Geleneksel anlayış, her zaman, İslam’ı net kurallar ve keskin sınırlar ile şekillendirmek niyetinde olmuştur. Nihayetinde de ortaya son derece detaylı bir İslam anlayışı çıkmıştır. Bu anlayış öylesine yaygınlaşmış, öylesine içselleştirilmiştir ki bu detaylara yer vermeyen bir din günümüz Müslümanlarını tatmin edememektedir.
Oysa Kuran her konu ile ilgili net sınırlardan, tüm ayrıntısı ile belirlenmiş emirler ve yasaklardan oluşmaz. Kuran tüm Müslümanları tek tip bir kutuya yerleştirmek yerine kişilere karar verebilecekleri, kendi sınırlarını çizebilecekleri alanı tanımaktadır. Bu noktada önemli bir yanlış anlamayı da engellemek gerekir. Kuran, İslam dininin asıl ve tek kaynağı olarak, İslamiyet adına tüm gerekli detayları içerir. Kuran’ın içermediği, geleneksel anlayışta yer verilen detaylar dini anlamada gerekli değildir. Yahudilere tırnaklı hayvanların, sığır ve koyunun yağlarının haram edildiğini belirten Kuran’ın (6 Enam Suresi-146) ya da hacdan engellenenler üzerine bir emir olan Kabe’ye kurbanlık hayvan bağışlamanın ve kurban yerine varıncaya dek başları tıraş etmemenin gerektiği ve başından hastalığı bulunanlar için bu uygulamanın istisnai durumu (2 Bakara Suresi -196) gibi detayları içeren Kuran’ın namazlardaki rekat sayılarını ya da namazlarda okunması gereken duaları unutmuş olması mümkün müdür? Tabi ki hayır. Buradan çıkarılması gereken ders bunların gereksiz detaylar olduğudur. Oysa geleneksel anlayışın etkisi altındaki kişiler sınırlara, kalıplara olan meraklarıyla Kuran’a yaklaşıp “Kuran yeterli olsa namazı nasıl kılacaktık?” gibi sorular sormaktadırlar.

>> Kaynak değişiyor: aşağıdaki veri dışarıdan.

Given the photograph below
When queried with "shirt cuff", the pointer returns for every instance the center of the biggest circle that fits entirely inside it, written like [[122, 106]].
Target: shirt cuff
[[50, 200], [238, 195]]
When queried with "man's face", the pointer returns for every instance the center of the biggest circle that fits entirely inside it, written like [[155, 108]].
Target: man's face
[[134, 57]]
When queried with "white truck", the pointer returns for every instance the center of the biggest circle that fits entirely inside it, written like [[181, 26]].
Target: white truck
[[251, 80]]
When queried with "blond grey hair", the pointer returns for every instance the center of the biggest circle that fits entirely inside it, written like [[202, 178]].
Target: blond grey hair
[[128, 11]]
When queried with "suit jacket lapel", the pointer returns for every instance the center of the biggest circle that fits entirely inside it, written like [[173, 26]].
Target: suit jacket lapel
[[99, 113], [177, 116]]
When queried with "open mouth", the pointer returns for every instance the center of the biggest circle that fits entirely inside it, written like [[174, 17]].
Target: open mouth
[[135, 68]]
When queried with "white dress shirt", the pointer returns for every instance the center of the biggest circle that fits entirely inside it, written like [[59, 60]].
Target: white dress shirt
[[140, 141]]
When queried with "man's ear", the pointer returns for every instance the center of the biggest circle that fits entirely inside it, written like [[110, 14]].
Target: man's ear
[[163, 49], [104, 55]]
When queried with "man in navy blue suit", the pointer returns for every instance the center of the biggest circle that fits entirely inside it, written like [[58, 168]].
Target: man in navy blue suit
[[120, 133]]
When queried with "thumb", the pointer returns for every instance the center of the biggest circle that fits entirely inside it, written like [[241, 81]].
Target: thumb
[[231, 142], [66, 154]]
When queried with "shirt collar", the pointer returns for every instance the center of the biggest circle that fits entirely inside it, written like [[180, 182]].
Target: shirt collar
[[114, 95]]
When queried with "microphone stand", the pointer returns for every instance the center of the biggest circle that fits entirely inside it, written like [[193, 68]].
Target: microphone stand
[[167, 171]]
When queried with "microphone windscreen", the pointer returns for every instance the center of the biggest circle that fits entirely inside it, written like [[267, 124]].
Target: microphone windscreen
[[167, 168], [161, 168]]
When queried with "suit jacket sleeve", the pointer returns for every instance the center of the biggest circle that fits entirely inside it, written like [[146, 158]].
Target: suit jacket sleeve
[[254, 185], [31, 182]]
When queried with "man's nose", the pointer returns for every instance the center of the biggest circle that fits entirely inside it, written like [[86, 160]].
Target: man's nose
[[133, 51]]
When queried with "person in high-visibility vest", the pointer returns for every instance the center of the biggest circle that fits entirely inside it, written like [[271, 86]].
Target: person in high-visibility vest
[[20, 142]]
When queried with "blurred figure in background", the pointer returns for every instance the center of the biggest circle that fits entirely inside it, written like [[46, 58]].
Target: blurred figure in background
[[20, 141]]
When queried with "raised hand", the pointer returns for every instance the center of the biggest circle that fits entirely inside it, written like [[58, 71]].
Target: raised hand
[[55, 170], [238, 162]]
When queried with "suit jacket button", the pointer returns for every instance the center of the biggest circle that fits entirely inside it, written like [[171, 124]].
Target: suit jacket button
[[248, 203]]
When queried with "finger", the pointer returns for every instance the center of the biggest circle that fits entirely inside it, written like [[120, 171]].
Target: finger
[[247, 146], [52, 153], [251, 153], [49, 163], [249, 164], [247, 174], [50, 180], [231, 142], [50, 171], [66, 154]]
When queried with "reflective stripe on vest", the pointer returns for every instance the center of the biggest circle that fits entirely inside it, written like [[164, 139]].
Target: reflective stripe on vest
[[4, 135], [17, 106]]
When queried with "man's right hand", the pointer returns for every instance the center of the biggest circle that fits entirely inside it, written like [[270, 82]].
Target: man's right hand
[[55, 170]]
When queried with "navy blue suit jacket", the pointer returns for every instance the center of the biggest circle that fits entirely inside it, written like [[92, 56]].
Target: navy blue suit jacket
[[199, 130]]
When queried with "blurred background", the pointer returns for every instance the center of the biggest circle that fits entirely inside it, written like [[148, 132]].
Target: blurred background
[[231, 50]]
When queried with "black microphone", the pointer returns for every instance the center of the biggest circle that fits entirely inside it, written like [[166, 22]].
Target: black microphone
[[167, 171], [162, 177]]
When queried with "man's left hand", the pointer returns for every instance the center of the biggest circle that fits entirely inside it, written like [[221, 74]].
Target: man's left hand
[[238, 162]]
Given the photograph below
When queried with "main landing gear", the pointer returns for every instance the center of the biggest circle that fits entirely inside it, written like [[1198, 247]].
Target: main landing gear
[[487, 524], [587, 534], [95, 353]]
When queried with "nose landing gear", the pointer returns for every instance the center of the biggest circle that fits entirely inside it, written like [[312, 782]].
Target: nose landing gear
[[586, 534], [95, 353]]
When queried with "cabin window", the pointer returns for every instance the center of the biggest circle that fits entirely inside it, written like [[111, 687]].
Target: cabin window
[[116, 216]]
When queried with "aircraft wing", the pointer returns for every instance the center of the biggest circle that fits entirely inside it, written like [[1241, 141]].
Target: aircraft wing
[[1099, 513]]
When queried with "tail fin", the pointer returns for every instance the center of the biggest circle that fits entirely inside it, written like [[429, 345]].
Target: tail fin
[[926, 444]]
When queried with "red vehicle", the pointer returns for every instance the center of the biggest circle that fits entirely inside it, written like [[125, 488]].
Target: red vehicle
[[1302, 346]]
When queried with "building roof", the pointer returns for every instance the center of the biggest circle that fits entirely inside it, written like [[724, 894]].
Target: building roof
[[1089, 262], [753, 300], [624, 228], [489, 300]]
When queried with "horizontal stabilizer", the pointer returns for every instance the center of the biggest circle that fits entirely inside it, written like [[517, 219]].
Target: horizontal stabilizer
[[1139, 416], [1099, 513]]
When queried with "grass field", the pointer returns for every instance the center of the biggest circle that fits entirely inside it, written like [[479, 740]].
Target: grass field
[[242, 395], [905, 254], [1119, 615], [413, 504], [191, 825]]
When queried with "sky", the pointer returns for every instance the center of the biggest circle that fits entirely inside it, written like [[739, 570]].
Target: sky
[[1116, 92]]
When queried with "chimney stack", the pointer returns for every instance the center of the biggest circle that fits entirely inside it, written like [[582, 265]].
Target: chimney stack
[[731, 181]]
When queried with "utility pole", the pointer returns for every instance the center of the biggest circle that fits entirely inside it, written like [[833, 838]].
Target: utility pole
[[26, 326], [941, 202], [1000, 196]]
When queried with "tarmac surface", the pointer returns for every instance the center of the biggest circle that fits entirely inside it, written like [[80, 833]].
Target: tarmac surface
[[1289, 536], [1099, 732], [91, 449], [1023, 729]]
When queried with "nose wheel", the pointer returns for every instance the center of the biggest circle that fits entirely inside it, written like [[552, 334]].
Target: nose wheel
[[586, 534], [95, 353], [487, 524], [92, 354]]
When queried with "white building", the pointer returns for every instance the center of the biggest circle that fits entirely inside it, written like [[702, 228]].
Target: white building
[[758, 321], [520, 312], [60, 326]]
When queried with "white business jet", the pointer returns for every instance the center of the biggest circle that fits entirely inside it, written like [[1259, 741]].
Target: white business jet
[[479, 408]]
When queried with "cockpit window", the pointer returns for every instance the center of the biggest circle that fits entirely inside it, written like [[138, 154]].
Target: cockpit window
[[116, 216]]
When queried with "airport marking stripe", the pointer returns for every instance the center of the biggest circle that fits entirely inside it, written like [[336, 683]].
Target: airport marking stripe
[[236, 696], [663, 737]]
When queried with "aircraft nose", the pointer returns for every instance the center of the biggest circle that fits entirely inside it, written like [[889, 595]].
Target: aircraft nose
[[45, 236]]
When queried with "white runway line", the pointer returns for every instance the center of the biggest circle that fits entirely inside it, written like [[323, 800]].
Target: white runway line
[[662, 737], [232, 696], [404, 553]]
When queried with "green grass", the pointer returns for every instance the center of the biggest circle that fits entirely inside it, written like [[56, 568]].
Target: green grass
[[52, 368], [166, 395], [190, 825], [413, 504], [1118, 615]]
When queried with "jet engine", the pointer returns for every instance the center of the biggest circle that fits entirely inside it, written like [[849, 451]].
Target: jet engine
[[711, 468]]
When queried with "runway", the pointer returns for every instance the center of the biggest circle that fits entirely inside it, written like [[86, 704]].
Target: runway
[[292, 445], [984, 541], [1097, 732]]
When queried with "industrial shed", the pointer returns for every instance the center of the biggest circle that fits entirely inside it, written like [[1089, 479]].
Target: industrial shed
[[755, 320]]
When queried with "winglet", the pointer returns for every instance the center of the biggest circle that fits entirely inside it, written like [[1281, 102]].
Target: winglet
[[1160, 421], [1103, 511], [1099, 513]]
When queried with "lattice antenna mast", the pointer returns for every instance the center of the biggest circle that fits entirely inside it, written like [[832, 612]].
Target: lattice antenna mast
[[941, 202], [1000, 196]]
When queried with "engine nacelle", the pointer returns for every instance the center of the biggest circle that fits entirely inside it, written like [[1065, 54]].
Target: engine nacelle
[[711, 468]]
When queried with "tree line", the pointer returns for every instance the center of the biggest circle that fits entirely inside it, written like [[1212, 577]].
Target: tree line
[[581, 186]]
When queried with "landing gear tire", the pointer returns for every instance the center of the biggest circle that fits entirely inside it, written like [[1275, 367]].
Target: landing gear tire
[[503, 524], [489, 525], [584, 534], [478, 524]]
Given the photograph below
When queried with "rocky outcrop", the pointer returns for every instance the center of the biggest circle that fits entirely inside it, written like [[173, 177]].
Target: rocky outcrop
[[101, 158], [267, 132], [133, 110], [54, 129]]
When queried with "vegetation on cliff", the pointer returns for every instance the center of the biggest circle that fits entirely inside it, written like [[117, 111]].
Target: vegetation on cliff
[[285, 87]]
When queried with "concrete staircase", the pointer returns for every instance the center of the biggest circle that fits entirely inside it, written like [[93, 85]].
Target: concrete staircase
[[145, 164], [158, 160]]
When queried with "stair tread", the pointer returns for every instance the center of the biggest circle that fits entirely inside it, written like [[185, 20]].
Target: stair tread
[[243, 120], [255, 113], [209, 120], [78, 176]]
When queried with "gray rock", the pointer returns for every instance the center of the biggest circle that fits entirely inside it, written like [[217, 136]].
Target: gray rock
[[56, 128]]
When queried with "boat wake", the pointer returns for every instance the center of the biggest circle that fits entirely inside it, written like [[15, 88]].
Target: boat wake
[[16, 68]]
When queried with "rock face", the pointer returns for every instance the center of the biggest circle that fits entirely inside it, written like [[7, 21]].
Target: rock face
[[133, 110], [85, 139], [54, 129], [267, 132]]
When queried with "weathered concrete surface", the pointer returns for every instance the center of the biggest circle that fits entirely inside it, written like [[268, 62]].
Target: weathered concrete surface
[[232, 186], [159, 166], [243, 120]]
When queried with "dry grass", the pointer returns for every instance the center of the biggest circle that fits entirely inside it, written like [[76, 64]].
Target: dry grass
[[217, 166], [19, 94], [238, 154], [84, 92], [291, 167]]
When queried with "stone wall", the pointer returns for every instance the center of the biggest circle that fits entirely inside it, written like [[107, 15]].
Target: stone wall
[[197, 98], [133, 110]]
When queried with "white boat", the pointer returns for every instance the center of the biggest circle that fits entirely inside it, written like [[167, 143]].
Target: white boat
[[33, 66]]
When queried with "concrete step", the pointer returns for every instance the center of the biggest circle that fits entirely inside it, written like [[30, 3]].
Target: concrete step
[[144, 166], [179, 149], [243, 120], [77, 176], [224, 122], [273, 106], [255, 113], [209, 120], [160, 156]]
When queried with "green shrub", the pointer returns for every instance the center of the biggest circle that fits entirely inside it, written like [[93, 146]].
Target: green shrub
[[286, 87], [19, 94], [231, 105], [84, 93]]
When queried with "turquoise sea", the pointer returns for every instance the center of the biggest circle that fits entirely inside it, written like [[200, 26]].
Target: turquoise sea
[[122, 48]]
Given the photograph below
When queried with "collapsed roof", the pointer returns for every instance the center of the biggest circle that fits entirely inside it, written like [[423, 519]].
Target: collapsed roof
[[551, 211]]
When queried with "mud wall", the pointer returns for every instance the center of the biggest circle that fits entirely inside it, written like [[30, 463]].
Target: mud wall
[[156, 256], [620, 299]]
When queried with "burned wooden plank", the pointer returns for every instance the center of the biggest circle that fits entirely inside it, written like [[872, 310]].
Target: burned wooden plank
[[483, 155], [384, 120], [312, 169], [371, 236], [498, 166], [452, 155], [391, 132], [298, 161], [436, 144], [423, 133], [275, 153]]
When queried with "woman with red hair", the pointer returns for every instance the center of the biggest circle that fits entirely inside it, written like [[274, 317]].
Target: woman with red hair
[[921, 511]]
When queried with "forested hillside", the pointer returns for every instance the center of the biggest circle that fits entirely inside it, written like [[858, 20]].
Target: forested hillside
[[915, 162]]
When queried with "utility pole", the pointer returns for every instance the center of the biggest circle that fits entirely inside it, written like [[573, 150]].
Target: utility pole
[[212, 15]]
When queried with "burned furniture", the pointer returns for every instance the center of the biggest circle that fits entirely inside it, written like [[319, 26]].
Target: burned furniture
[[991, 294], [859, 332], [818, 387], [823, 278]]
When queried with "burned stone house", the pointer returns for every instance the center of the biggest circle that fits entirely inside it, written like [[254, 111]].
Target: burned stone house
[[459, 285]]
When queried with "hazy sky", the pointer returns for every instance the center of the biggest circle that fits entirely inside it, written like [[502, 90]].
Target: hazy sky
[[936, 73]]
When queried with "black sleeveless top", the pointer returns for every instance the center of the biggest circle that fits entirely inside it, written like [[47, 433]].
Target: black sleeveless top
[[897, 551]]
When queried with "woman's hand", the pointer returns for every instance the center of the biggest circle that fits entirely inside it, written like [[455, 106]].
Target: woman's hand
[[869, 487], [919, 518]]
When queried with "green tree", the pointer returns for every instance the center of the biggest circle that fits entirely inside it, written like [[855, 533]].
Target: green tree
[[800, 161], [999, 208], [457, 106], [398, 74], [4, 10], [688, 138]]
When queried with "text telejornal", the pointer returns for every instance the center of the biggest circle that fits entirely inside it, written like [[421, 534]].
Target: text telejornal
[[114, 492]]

Oysa durum son derece basit. Allah Kuran’da bazı sınırları insanın kendisine bırakmıştır. Yani aslında bu da sınavın ta kendisidir. Ne kadar infak etmesi (Allah yolunda harcama yapması) gerektiği net sınırlar ile belirlenmeyip infak etmesi beklenen miktar “ihtiyaçtan fazlası” (2 Bakara Suresi – 219) diye tanımlanmış olan insan, malıyla/parasıyla sınanıyordur. Namazın uzunluğu, içinde okunması gereken dualar belirlenmemiş mümin, namazıyla sınavdadır. Allah için kaç dakikalık bir namazın, hangi duaların, namazda hissedilen hangi hislerin daha makbul olduğunu bilmeyen müminin yapması gereken kendisini sürekli geliştirmek için çabalamaktır. Güç yetiremeyenler oruç tutmak yerine fakir doyursun diyen Kuran ayetleri (2 Bakara Suresi- 184) güç yetirememenin tanımını yapmazken insanı vicdanı ile baş başa bırakır ve mümini imtihan eder. Halsizlik mi güç yetirememektir acaba yoksa mide ağrısından yataklara düşmek mi?
Öyleyse Kuran’da insana bırakılan alanları, haşa unutulmuş, atlanmış, doldurulması gereken alanlar gibi değil, müminin sınavı olarak görmek gerekir. Bu durumda mümine düşen elini vicdanına koyup “sizi mallarınız ve canlarınız ile imtihan edeceğiz” (3 Ali İmran Suresi – 186) diyen Allah’ın sınavından başarı ile geçmek için çabalamaktır. Bunu yaparken hatırlanması gereken en önemli nokta Allah’ın her şeyi gördüğünü ve bildiğini hatırlamak ve samimi olmaktır. Mümin en sonunda, kendisini her an izleyen, her anını bilen Allah’a hesap vereceğinin bilincinde tüm samimiyetiyle yaşamalı ve Allah’ın mümine bıraktığı alanlarda yapabileceğinin en iyisini yapmak ve sürekli kendisini daha da geliştirmek için çabalamalıdır.
Yemin olsun ki, insanı biz yarattık. Nefsinin ona neler fısıldadığını da biz biliriz. Biz ona, şah damarından daha yakınız.